Optical Disc and Disk Image Formats

ISO9660 UDF

Comprehensive reference for disk image formats covering ISO 9660, Joliet, Rock Ridge, UDF, El Torito, WIM, and hybrid disc structures. All struct layouts and edge cases documented here are verified against the Sector Sorcery parser implementation.

ISO 9660: Mastering the Standard

ISO 9660 (also known as ECMA-119) appears simple on the surface. However, real-world implementations reveal a rich ecosystem of vendor-specific extensions and creative solutions.

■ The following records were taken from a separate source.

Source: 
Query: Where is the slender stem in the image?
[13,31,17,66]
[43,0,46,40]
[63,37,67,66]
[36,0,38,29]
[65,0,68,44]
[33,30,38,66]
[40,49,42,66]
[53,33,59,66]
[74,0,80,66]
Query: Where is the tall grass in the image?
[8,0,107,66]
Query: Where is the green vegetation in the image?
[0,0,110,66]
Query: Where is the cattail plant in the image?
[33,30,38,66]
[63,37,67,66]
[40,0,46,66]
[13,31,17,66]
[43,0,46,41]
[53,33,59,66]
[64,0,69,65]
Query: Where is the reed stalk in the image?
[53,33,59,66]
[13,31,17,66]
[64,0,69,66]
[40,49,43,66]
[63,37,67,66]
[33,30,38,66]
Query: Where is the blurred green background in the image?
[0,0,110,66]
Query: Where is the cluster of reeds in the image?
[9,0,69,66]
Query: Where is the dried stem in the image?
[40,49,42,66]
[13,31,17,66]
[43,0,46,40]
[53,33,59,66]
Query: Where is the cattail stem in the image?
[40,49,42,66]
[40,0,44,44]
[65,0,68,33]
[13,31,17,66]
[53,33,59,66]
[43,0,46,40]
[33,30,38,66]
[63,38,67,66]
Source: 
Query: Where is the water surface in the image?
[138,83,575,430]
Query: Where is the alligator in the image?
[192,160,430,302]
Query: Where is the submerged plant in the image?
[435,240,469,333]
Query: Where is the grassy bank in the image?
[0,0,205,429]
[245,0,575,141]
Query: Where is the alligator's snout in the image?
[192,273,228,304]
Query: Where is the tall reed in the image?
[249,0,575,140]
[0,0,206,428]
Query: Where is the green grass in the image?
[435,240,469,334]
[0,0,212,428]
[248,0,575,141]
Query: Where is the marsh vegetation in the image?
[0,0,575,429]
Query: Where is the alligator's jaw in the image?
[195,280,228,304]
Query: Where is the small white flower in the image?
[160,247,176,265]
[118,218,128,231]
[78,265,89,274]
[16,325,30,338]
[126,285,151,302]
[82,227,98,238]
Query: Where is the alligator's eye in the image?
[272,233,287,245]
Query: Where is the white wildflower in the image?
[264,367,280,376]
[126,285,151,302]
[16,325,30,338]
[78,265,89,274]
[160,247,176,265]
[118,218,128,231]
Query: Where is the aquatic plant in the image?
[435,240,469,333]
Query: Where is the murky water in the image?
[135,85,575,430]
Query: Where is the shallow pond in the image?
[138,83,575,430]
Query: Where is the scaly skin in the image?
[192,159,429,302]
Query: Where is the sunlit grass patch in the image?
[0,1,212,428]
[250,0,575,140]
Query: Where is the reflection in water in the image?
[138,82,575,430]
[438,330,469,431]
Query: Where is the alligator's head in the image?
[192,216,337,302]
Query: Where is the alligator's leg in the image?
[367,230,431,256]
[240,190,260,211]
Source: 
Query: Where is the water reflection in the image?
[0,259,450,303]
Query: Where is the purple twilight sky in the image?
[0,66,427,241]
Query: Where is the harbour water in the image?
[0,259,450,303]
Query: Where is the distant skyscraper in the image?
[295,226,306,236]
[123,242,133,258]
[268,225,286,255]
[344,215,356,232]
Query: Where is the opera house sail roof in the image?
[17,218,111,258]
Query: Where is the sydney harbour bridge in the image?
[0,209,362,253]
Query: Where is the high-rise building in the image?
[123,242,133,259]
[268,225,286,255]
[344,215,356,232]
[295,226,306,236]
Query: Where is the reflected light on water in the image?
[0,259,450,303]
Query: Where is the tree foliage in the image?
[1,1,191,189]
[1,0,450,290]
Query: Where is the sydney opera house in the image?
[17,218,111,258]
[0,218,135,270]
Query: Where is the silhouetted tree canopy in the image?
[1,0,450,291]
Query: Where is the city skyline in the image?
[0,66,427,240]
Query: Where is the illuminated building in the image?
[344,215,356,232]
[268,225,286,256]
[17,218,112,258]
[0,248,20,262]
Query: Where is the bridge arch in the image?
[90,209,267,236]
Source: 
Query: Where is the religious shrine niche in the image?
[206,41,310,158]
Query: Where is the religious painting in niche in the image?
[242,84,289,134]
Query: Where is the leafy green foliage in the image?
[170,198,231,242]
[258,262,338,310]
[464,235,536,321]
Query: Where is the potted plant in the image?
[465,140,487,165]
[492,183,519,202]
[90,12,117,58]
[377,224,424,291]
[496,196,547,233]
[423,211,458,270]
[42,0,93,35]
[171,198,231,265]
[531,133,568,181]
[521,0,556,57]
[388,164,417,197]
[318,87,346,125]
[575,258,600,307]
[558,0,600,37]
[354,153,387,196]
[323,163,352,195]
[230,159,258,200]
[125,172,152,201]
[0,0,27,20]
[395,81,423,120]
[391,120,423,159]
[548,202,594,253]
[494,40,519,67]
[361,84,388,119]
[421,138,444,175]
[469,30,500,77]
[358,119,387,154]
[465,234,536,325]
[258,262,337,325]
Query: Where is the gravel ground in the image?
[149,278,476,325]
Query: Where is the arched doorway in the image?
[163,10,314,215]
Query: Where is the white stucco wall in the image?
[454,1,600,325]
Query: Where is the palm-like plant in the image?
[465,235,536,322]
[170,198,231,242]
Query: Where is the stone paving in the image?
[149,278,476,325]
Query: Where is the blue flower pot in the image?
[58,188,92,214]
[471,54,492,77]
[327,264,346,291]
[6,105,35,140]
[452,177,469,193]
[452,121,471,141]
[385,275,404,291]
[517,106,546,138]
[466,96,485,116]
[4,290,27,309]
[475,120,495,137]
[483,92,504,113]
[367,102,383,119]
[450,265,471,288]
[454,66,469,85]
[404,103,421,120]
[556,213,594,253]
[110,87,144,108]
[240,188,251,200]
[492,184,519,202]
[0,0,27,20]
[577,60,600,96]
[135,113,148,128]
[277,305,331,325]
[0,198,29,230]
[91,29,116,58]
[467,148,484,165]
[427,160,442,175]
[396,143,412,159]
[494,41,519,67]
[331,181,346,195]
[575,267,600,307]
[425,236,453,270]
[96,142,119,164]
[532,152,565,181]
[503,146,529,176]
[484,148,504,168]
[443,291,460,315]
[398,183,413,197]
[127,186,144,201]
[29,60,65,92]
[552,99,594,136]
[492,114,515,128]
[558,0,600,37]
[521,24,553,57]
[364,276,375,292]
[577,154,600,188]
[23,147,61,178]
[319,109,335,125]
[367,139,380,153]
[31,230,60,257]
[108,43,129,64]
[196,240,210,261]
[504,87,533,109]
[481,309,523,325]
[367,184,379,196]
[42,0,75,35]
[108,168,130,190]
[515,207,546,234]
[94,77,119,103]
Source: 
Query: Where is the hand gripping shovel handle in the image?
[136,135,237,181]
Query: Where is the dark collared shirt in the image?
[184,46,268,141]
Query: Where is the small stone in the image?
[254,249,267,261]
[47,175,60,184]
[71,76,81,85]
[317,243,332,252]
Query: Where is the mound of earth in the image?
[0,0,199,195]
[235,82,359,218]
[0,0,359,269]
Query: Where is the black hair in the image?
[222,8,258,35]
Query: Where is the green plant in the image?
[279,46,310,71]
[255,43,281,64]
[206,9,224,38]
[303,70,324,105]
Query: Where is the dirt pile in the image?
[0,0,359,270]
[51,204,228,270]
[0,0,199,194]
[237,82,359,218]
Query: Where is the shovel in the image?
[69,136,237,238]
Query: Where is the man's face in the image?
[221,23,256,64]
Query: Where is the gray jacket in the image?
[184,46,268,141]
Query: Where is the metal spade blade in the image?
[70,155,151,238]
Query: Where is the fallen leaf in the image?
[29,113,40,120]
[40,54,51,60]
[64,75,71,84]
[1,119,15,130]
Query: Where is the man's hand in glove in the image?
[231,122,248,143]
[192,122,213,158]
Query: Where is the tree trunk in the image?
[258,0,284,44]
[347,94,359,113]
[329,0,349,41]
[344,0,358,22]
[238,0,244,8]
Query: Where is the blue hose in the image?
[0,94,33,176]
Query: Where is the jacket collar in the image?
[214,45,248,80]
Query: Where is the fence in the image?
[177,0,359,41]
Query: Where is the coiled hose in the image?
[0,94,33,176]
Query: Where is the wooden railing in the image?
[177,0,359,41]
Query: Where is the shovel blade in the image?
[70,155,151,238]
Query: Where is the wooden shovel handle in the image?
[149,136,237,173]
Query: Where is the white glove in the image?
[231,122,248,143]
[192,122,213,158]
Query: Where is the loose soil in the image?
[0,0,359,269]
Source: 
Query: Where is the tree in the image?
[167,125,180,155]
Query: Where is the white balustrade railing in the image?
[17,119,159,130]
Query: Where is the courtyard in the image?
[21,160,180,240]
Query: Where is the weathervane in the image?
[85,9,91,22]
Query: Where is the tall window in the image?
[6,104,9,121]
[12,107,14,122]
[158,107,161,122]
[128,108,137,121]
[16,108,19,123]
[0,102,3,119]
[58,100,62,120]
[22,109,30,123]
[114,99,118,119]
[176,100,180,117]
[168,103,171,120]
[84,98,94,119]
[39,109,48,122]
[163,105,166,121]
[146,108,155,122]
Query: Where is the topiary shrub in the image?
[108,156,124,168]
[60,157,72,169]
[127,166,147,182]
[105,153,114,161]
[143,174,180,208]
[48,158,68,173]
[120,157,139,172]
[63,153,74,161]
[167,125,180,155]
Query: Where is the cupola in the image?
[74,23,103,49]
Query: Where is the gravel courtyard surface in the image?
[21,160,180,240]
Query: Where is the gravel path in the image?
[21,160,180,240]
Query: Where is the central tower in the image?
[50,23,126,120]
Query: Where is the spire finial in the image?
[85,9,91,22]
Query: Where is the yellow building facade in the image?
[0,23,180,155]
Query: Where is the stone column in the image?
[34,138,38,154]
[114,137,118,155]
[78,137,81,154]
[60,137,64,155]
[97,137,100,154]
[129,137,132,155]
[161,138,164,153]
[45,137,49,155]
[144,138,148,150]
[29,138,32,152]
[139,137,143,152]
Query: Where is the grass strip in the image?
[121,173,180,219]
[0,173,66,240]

Note: ISO 9660 and ECMA-119 are technically the same standard, with ECMA-119 being freely available here.

Basic Structure

Every ISO starts with 16 sectors (32KB) of zeroes for system use. The real action begins at sector 16 with the Volume Descriptors:

Primary Volume Descriptor
-- At offset 0x8000 (sector 16 * 2048 bytes)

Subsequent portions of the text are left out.